If the save fails, the error propagates out. The in-memory state has already been mutated at this point; the caller needs to know disk is out of sync. A more thorough implementation would offer a rollback hook, but without transactions there's not much to roll back to.

## Error types

Everything throws `SQLRiteError`, a thiserror-derived enum in [`src/error.rs`](../src/error.rs):

- `NotImplemented(String)` — feature we recognize but don't execute yet
- `General(String)` — runtime error (type mismatch, UNIQUE violation, divide-by-zero, bad magic bytes)
- `Internal(String)` — invariant violation or bincode encode/decode failure
- `UnknownCommand(String)` — unknown meta-command
- `SqlError(#[from] ParserError)` — bubbled up from sqlparser
- `Io(#[from] std::io::Error)` — any file I/O failure

Displaying is via the thiserror-generated `Display` impl; at the REPL, `main.rs` prints `"An error occured: {err}"` and keeps going.

## Testing

Expression evaluation and statement execution are covered by tests in:

- `src/sql/mod.rs` — integration-style tests that drive the top-level `process_command` with `CREATE` → `INSERT` → `SELECT`/`UPDATE`/`DELETE` sequences and check the result messages and stored state.
- `src/sql/parser/*.rs` — test the AST → internal struct conversion for happy paths and NotImplemented rejections.

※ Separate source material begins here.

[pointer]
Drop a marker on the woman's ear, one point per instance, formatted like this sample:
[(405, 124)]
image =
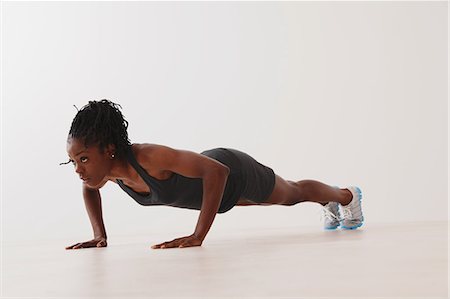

There are no dedicated expression-evaluator unit tests; the operator matrix is exercised through full `SELECT`/`UPDATE` tests with arithmetic and predicate variants (`process_command_select_arithmetic_where_test`, `process_command_update_arith_test`, etc). A dedicated `eval_expr` test suite would be a good addition — currently each operator is implicitly covered by at least one end-to-end test.